RADNOR, Pa., Sept. 13, 2013 /PRNewswire/ -- PVR Partners, L.P. (NYSE: PVR) today announced the pricing of the underwritten public offering of 5,500,000 common units representing limited partner interests in PVR. The common units were offered to the public at a price of $23.00 per common unit. PVR has granted to the underwriter a 30-day option to purchase a maximum of 825,000 additional common units. The immediate use of the net proceeds from the offering will be to repay a portion of the borrowings outstanding under PVR's revolving credit facility (the "Revolver"). PVR anticipates that it will re-borrow from time to time amounts repaid under the Revolver for general partnership purposes.
Barclays Capital Inc. served as the sole underwriter. Copies of the prospectus supplement and accompanying base prospectus related to the offering may be obtained from Barclays at c/o Broadridge Financial Solutions, 1155 Long Island Avenue, Edgewood, New York 11717, Telephone: (888) 603-5847, Email: [email protected] An electronic copy of the preliminary prospectus supplement and the accompanying base prospectus is available from the Securities and Exchange Commission's (the "SEC") website at http://www.sec.gov.
This offering is being made pursuant to an effective shelf registration statement previously filed by PVR with the SEC, and only by means of a prospectus supplement and the accompanying base prospectus.

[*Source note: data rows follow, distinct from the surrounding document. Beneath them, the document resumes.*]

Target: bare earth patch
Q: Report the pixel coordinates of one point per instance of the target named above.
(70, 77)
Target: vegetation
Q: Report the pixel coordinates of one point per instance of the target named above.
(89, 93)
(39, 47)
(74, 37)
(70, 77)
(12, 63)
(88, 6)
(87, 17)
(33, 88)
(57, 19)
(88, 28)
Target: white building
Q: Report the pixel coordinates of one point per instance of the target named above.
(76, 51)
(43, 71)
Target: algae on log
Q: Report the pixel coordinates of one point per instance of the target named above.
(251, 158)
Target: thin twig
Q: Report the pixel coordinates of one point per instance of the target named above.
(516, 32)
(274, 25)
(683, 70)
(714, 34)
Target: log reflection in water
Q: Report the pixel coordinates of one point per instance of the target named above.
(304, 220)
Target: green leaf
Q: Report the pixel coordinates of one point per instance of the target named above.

This news release is neither an offer to sell nor a solicitation of an offer to buy any of these securities and shall not constitute an offer, solicitation or sale in any jurisdiction in which such offer, solicitation or sale is unlawful prior to registration or qualification under the securities, blue sky or other laws of any such state or other jurisdiction.
PVR Partners, L.P. (NYSE: PVR) is a publicly traded limited partnership which owns and operates a network of natural gas midstream pipelines and processing plants, and owns and manages coal and natural resource properties. Our midstream assets, located principally in Texas, Oklahoma and Pennsylvania, provide gathering, transportation, compression, processing, dehydration and related services to natural gas producers. Our coal and natural resource properties, located in the Appalachian, Illinois and San Juan basins, are leased to experienced operators in exchange for royalty payments.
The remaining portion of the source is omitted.